In the Victory Over Polio, Hope for COVID-19

The victory over polio should give us hope in the battle against COVID-19, two of our researchers say in a timely new editorial.

Many people alive today can’t remember when polio was a threat. We know it as something in the history books — the disease that paralyzed a future president.

The new editorial, by our Bill Petri, MD, PhD, and graduate student Alexandra N. Donlan, reminds us what life was like before Jonas Salk developed the first polio vaccine in 1955. Summer was polio season, and social distancing was the norm. Movie theaters and swimming pools closed during outbreaks. People turned their heads to talk. Even handling money was frightening.

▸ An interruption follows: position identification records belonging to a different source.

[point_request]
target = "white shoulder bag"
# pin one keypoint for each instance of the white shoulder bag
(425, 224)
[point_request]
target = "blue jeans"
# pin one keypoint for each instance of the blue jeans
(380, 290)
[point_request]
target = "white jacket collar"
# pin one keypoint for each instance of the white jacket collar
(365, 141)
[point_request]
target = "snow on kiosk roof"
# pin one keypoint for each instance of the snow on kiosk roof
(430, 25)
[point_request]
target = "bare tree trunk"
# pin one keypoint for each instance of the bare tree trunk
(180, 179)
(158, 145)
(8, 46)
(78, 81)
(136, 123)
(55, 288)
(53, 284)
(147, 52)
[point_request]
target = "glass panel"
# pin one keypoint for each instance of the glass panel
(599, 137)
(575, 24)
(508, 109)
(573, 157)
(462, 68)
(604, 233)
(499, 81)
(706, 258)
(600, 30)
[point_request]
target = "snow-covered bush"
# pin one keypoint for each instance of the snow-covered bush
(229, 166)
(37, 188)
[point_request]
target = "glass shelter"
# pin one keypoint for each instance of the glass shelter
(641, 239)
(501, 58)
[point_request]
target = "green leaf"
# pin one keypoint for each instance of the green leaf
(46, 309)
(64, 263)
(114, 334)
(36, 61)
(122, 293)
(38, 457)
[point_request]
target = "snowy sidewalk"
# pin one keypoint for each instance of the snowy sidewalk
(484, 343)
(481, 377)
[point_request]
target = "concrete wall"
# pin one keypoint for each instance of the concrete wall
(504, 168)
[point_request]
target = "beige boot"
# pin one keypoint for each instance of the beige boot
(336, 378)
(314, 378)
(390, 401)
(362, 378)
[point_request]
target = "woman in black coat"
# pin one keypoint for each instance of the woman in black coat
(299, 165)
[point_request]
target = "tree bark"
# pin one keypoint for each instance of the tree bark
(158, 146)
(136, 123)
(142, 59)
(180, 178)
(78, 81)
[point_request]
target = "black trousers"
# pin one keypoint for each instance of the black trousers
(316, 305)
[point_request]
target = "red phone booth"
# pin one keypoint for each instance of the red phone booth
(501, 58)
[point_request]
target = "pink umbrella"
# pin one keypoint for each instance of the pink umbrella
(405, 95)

For many people born after the 1950s, living in that fashion has been hard to imagine. Until our lives changed with the arrival of COVID-19.

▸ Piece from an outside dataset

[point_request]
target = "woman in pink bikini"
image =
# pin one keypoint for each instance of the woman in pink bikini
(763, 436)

Now we find ourselves in another race against disease, as was the case in the 1950s. But the fact that polio seems so distant to us shows that medicine can triumph over even the most terrible illnesses. Polio, in the West, has joined smallpox, measles, mumps, tetanus and more as serious diseases that are no longer serious threats thanks to medical research.

“As the world faces COVID-19,” the scientists conclude, “it is heartening to see the same application of science to public health for [COVID] as the one used for the last 70 years of polio-virus research.”

There are more than 200 potential COVID-19 vaccines in development. Lets wish Dr. Petri and all his fellow researchers the best of luck.